Last weekend I met a group of friends, all girls! Yaay! So we somehow always end up talking about women harassment when we meet. So, I was talking about how in an arranged marriage men should stop their parents from asking dowry and then we were talking about men beating up women when I said, “If the man slaps a woman why can’t she just slap him back?” This was the moment one of my friends told me, “Gayu, I am afraid that you are becoming a feminist!”

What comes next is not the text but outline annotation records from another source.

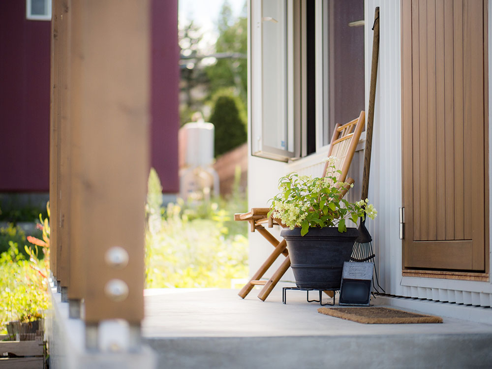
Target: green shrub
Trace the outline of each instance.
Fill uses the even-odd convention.
[[[26,322],[44,317],[49,308],[50,229],[47,218],[42,219],[40,215],[40,220],[42,240],[28,236],[31,245],[23,246],[24,253],[18,243],[9,240],[8,249],[0,255],[0,332],[5,332],[10,321]],[[44,258],[40,260],[41,250]]]
[[[247,139],[246,123],[240,111],[241,103],[239,98],[232,93],[221,93],[216,97],[209,120],[215,126],[215,157],[237,147]]]
[[[0,227],[0,253],[9,249],[11,242],[24,246],[26,244],[26,233],[20,227],[9,223],[6,227]],[[25,256],[27,256],[27,254],[23,253]]]

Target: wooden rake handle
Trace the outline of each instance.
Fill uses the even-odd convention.
[[[370,169],[371,147],[372,144],[372,126],[374,125],[374,105],[376,99],[376,80],[379,55],[379,7],[374,14],[374,34],[372,38],[372,61],[371,63],[370,86],[369,89],[369,108],[366,127],[366,148],[364,150],[364,171],[362,175],[362,194],[361,198],[367,199],[369,193],[369,171]]]

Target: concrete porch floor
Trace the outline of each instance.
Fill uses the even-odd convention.
[[[143,335],[162,368],[492,367],[492,309],[490,324],[362,324],[287,292],[283,305],[278,288],[265,302],[256,290],[243,300],[237,290],[147,290]]]

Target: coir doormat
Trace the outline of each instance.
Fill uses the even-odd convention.
[[[442,323],[442,318],[388,308],[320,308],[318,312],[367,324]]]

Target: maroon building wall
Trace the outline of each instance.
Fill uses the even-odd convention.
[[[152,0],[151,164],[177,192],[177,0]],[[26,19],[25,0],[0,1],[0,192],[49,186],[51,25]]]
[[[178,192],[180,71],[178,0],[152,0],[151,163],[165,192]]]
[[[0,1],[0,191],[47,191],[51,22]]]

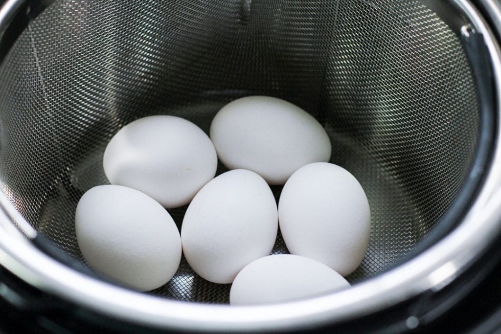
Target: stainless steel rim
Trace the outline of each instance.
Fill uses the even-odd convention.
[[[501,53],[485,21],[469,2],[453,2],[483,35],[493,71],[501,73]],[[10,0],[6,3],[0,10],[0,28],[23,3]],[[492,11],[501,12],[500,5],[493,1],[483,3]],[[497,77],[494,81],[499,101],[501,83]],[[496,112],[498,119],[501,110]],[[500,128],[499,124],[496,128]],[[498,136],[495,139],[492,162],[483,186],[457,229],[402,265],[329,295],[272,306],[229,307],[165,300],[127,290],[76,272],[38,251],[15,230],[13,221],[25,235],[36,234],[3,195],[0,195],[0,264],[42,290],[100,312],[161,327],[268,331],[362,316],[427,290],[440,289],[474,261],[498,234],[501,230],[500,140]]]

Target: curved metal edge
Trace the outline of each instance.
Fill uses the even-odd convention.
[[[10,0],[7,4],[14,9],[22,2]],[[469,14],[471,22],[483,34],[494,72],[501,73],[501,53],[483,20],[467,0],[454,0],[454,3]],[[0,21],[10,17],[5,9],[9,8],[2,8]],[[496,77],[495,81],[495,95],[498,98],[501,96],[499,78]],[[501,114],[498,108],[498,115]],[[230,307],[164,300],[134,292],[72,270],[41,253],[28,240],[13,238],[12,233],[7,233],[9,225],[12,225],[9,221],[12,215],[5,211],[2,213],[3,216],[0,215],[0,263],[43,290],[109,315],[161,328],[270,331],[297,329],[312,323],[326,324],[362,316],[426,291],[440,289],[480,256],[501,232],[501,190],[498,190],[501,141],[498,136],[495,146],[485,186],[457,229],[400,267],[350,289],[322,297],[273,305]],[[50,276],[47,272],[51,273]]]
[[[5,32],[18,11],[25,3],[26,0],[8,0],[0,8],[0,36]]]

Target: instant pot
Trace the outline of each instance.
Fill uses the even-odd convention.
[[[3,2],[0,328],[496,330],[500,33],[495,0]],[[258,95],[315,117],[331,162],[367,195],[370,242],[352,287],[237,307],[229,284],[184,259],[146,293],[93,272],[75,210],[108,183],[102,155],[114,134],[155,114],[207,132],[225,104]],[[169,210],[178,227],[185,210]],[[273,252],[288,252],[280,234]]]

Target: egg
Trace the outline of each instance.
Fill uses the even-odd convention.
[[[217,157],[210,139],[196,125],[156,115],[118,131],[106,147],[103,165],[112,184],[137,189],[174,208],[188,204],[214,177]]]
[[[295,255],[262,257],[244,267],[231,285],[231,305],[257,305],[320,296],[350,286],[341,275],[315,260]]]
[[[331,157],[329,136],[315,118],[268,96],[241,98],[224,106],[212,120],[210,136],[229,169],[252,170],[270,184],[284,184],[300,167]]]
[[[319,261],[343,276],[363,259],[370,209],[360,184],[346,169],[326,162],[301,167],[284,186],[278,210],[292,254]]]
[[[200,276],[228,283],[249,262],[270,254],[278,229],[277,204],[256,173],[235,169],[200,189],[181,228],[183,252]]]
[[[167,282],[181,260],[179,232],[169,213],[143,193],[97,186],[81,197],[77,241],[95,271],[126,287],[148,291]]]

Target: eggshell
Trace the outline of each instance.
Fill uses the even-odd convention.
[[[96,271],[139,291],[163,285],[181,260],[181,238],[169,213],[151,197],[122,186],[94,187],[80,198],[77,240]]]
[[[268,185],[255,173],[236,169],[209,182],[191,201],[181,229],[183,251],[202,277],[231,283],[246,264],[270,254],[278,229]]]
[[[270,255],[253,261],[238,273],[231,285],[229,303],[283,302],[349,286],[343,276],[315,260],[295,255]]]
[[[276,98],[249,96],[228,104],[212,120],[210,135],[228,169],[253,171],[270,184],[284,184],[300,167],[331,157],[322,125]]]
[[[370,235],[370,209],[349,172],[319,162],[298,169],[284,186],[279,220],[292,254],[325,263],[341,275],[364,258]]]
[[[122,128],[103,158],[112,184],[140,190],[166,208],[188,204],[214,177],[217,157],[208,136],[179,117],[156,115]]]

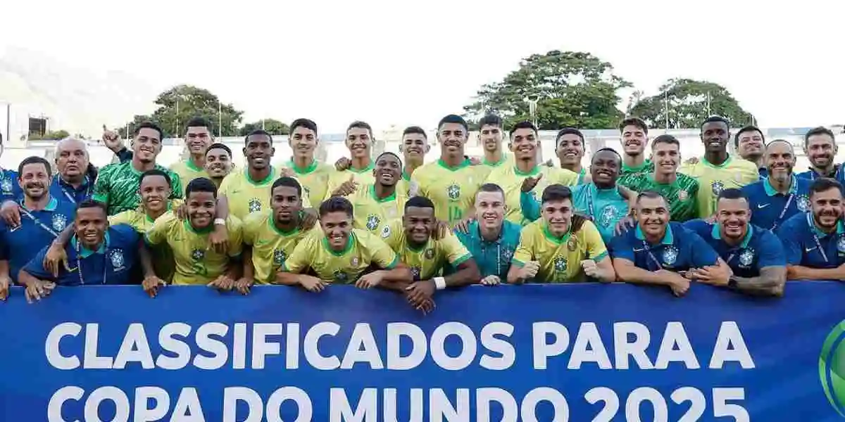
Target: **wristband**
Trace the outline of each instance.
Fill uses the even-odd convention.
[[[446,288],[446,279],[444,279],[443,277],[435,277],[434,278],[434,287],[436,287],[438,290],[442,290],[442,289],[445,289]]]

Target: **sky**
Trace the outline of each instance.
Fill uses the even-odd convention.
[[[92,72],[123,71],[155,92],[194,84],[245,111],[247,122],[309,117],[324,133],[341,133],[354,120],[377,130],[432,128],[522,57],[550,50],[589,51],[646,95],[670,78],[720,84],[762,127],[845,122],[845,2],[782,4],[789,6],[7,2],[0,55],[26,48]]]

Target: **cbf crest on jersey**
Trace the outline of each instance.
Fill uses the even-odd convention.
[[[108,252],[108,258],[112,261],[112,268],[115,271],[119,271],[123,269],[123,249],[112,249],[112,252]]]

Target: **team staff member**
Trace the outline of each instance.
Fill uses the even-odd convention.
[[[374,183],[362,185],[349,196],[355,211],[353,227],[374,235],[389,230],[390,223],[402,217],[408,197],[398,188],[402,161],[393,153],[382,153],[375,160]]]
[[[616,279],[596,226],[573,215],[572,191],[550,185],[542,192],[542,219],[522,229],[508,283],[569,283]]]
[[[693,269],[687,276],[748,295],[782,295],[787,281],[783,246],[771,231],[751,224],[749,204],[739,189],[725,189],[717,203],[716,224],[694,219],[684,225],[704,239],[732,273],[727,283],[707,268]]]
[[[698,217],[705,219],[716,212],[716,198],[722,189],[742,187],[760,180],[757,165],[736,160],[728,154],[730,125],[724,117],[713,116],[701,123],[704,157],[695,164],[684,164],[680,172],[698,181]]]
[[[301,228],[303,190],[292,177],[280,177],[273,182],[270,209],[254,213],[243,222],[243,278],[267,284],[297,244],[310,233],[311,227]],[[242,286],[248,292],[252,283]]]
[[[437,126],[440,159],[411,176],[417,193],[434,203],[437,219],[451,225],[468,217],[478,187],[484,182],[483,170],[479,170],[482,166],[472,165],[465,156],[468,137],[469,127],[463,117],[449,115],[440,119]]]
[[[792,216],[777,230],[789,279],[845,280],[842,188],[833,179],[816,179],[810,187],[812,212]]]
[[[215,227],[217,188],[204,177],[194,179],[185,188],[188,219],[182,220],[172,212],[155,219],[147,231],[148,245],[166,244],[173,251],[176,273],[173,284],[210,285],[231,289],[239,280],[243,245],[240,219],[226,219],[228,249],[221,253],[209,246],[209,235]]]
[[[635,211],[636,227],[610,243],[619,280],[668,286],[676,296],[690,289],[681,273],[693,268],[706,268],[711,282],[728,282],[728,266],[713,248],[680,223],[669,222],[668,205],[659,193],[641,192]]]
[[[472,253],[478,266],[482,284],[499,284],[508,279],[510,260],[520,243],[522,226],[504,219],[504,191],[499,185],[485,183],[475,199],[477,219],[466,232],[455,230],[455,235]],[[455,268],[450,267],[450,272]]]
[[[28,301],[46,297],[56,286],[130,284],[134,276],[130,269],[139,262],[139,251],[143,249],[132,227],[109,227],[105,206],[93,200],[79,203],[72,227],[75,235],[65,246],[70,265],[59,268],[58,276],[44,269],[46,247],[20,271],[19,281],[26,286]],[[149,263],[149,259],[142,261]]]
[[[499,185],[504,191],[505,204],[508,206],[504,218],[519,225],[525,225],[531,222],[523,215],[520,207],[520,196],[526,179],[538,178],[538,182],[531,190],[531,195],[535,198],[538,196],[537,192],[542,192],[547,186],[575,186],[578,183],[577,174],[539,163],[537,158],[539,146],[540,137],[534,124],[531,122],[516,123],[510,131],[509,144],[514,153],[513,165],[496,168],[487,178],[487,183]]]
[[[775,230],[799,213],[810,209],[810,181],[793,174],[795,153],[787,141],[777,139],[766,148],[768,176],[742,188],[751,207],[751,224]]]
[[[18,203],[20,223],[13,226],[0,220],[0,279],[18,281],[18,273],[34,255],[74,222],[76,205],[50,194],[50,163],[28,157],[18,165],[18,183],[24,197]],[[3,282],[0,282],[2,284]]]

I stuffed a mouthful of vada pav (Oh yea! I was having vada pav after a long wait and craving! Yumm!) and didn’t open my mouth after that. My mother although over protective about me is a woman with a forward thinking. So after I came home I asked her, ‘mama, what will you do if papa slapped you?’ She said, “You see what happens when he raises his voice when we are having an argument” What she does is she walks off from the place and never bothers to talk to him until he apologizes. I got my answer she would definitely slap him back or leave him. So there! I am not a feminist and I am not becoming one. I am just a woman who has some senses? Still I have been thinking about this for a quite some while now and I really pity the situation of few women in our country. I have few questions that we should ask ourselves - Why are we so afraid of the society? Why are we so bound by what others think about us and our life? If you are in your late 20s or early 30s and you are still not married you are looked at like you have a fatal disease. People start pitying you. Why? Maybe I am not married because I have not found the person I want to be with yet.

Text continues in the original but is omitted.